El hombre sacudió la cabeza.

– Dice usted que anda buscando al Turco.

Asentí.

– No se ha metido en ningún lío, ¿verdad? -Se sacó de la comisura de la boca un Lilliput de diez pfennigs y lo observó con ojo crítico.

– Conmigo no. Sólo quería que echase un vistazo a una foto, a ver si reconocía al tipo.

– Sí, la vi. Me sonaba, pero no logré identificarlo del todo. -Se dio un golpe en la sien como si quisiera desencajar algo de la cabeza-. Últimamente estoy un poco sonado, tengo la memoria toda revuelta. Quien se acuerda de todo es Solly. Conocía hasta al último boxeador que se hubiera puesto alguna vez un par de guantes alemanes… y a unos cuantos más. Lo que pasó aquí fue una lástima. Cuando los nazis anunciaron esa nueva ley suya, que prohibía a los judíos entrar en los clubs deportivos, Solly no tuvo más remedio que venderlo y por eso aceptó lo que le ofreció ese cabrón de Frankel, que no le sirvió ni para cubrir la deuda del banco. Ahora no tiene ni orinal donde mear.

Al final ya no soportaba más el frío y saqué la mano de la bolsa.

– ¿Qué tal la mano?

Volvió a ponerse el puro en la boca y me la miró.

– Sigue hinchada -dije-; de orgullo, seguramente. Le di más fuerte de lo que debía. Al menos es lo que dice la mano.

– Tonterías. Apenas lo ha rozado. Es tan grande como usted. Si llega a meter el hombro también, seguro que le rompe la mandíbula, pero tranquilícese, se lo tenía merecido, aunque quién iba a imaginarse que vendría tan bien presentado para regalo. Un puñetazo verdaderamente bonito, eso fue lo que lo tumbó, amigo mío. Debería entrenarse. Para boxear, quiero decir. Un tipo como usted tendría verdaderas posibilidades, con el entrenador adecuado, claro está. Tal vez yo. Hasta podría sacarse algún dinero.

– Gracias, pero no, muchas gracias. El dinero echaría a perder la diversión. En lo que hace a dar puñetazos, soy aficionado estricto y quiero seguir siéndolo. Por otra parte, mientras anden los nazis por aquí, siempre seré subcampeón.

– Entendido. -Sonrió-. No parece que se la haya fracturado, pero puede que le duela un par de días. -Me devolvió la mano.

– ¿Dónde vive Solly últimamente?

– Vivía aquí -dijo, avergonzado-, en un par de habitaciones que hay encima del gimnasio, pero, cuando se quedó sin esto, también se quedó sin casa.
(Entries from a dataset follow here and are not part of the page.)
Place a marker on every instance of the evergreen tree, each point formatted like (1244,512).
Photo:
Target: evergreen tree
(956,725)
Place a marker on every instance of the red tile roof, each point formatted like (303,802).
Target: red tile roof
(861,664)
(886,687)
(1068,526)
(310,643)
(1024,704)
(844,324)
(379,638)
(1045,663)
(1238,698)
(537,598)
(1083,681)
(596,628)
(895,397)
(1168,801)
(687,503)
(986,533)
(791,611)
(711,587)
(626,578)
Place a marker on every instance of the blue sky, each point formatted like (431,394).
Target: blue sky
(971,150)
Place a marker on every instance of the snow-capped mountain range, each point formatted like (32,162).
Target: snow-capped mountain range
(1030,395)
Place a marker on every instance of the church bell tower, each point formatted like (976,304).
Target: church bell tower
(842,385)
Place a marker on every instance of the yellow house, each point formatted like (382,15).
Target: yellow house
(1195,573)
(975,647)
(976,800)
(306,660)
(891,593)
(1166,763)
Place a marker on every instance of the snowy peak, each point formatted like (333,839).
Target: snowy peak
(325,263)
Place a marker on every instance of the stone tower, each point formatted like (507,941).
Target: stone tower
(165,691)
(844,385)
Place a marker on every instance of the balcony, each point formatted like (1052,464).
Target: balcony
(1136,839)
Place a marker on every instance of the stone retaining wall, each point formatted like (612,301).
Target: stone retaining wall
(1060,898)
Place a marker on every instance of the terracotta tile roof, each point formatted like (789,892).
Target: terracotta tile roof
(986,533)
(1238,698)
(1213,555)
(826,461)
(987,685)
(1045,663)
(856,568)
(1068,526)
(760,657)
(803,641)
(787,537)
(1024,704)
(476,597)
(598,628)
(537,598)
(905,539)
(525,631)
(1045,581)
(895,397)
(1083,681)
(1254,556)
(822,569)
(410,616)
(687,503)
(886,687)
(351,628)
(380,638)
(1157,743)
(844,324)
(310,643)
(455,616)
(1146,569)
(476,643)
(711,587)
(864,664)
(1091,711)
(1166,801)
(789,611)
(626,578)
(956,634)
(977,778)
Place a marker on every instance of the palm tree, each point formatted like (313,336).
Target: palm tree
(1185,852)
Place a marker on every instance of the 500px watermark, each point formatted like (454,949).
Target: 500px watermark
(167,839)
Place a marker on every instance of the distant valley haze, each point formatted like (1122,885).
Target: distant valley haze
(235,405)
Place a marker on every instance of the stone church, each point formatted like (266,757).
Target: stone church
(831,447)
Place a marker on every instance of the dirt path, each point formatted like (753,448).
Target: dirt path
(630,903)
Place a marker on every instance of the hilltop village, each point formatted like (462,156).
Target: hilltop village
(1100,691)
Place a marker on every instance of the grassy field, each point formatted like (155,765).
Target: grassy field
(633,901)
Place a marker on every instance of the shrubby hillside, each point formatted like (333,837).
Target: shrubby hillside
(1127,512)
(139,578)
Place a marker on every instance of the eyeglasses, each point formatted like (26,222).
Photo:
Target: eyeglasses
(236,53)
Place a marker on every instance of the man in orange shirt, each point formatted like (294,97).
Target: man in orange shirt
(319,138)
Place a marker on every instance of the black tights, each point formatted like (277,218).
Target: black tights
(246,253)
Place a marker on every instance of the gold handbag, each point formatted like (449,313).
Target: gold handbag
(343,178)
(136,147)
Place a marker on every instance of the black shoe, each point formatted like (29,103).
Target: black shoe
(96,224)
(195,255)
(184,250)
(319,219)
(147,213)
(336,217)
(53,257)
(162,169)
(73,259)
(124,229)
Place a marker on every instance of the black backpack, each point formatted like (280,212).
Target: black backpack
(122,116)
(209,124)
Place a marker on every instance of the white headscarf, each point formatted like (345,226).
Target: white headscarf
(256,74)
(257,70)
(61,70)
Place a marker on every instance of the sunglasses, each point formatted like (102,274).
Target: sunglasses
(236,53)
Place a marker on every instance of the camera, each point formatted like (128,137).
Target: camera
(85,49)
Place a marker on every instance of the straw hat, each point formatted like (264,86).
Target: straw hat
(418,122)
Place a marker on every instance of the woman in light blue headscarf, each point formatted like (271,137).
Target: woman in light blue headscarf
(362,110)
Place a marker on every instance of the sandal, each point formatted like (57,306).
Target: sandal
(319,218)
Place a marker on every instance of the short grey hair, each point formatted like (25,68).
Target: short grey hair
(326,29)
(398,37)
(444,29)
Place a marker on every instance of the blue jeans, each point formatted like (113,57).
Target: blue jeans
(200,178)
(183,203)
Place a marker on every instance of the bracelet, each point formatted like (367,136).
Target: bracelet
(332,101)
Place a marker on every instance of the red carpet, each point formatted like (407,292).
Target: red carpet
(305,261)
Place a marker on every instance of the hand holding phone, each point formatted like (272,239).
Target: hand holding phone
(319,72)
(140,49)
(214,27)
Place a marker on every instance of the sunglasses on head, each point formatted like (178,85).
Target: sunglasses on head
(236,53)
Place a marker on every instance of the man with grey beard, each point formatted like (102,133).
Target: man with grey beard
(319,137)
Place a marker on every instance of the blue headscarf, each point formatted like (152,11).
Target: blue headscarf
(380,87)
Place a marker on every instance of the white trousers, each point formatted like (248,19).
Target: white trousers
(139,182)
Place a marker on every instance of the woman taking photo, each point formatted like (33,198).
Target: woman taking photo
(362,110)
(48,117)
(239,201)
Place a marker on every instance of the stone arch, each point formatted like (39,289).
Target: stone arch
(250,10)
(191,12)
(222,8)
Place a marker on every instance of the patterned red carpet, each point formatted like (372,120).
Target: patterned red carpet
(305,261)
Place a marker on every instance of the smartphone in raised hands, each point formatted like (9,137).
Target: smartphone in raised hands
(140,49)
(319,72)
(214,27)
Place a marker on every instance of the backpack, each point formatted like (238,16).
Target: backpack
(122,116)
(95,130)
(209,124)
Lo último que supe de él es que vivía en una tienda de campaña en el bosque de Grunewald, con unos cuantos judíos más que lo habían perdido todo con los nazis, pero eso fue hace seis o nueve meses, conque puede que ya no esté allí. -Se encogió de hombros-. Pero, claro, ¿dónde iba a ir? En este país, la verdad, no hay asistencia social para judíos y ahora el Ejército de Salvación es casi tan nefasto como las SA.

Asentí y le devolví la bolsa de hielo.

– Gracias, mister.

– Si lo ve, déle recuerdos de mi parte, de parte de Buckow, como la ciudad, pero más feo.

15

Encontré a Mistress Charalambides enfrente de KaDaWe, mirando fijamente una nueva lavadora Bosch de gas con rodillos de escurrir incorporados. No era la clase de mujer que pudiese imaginarme usando una lavadora. Seguramente pensaría que era un fonógrafo: se parecía mucho a un fonógrafo.

– La verdad es que, cuando falla la razón, los puños son muy útiles -dije.

Me miró un momento a los ojos, en el reflejo del escaparate, y enseguida volvió a ensimismarse con la lavadora.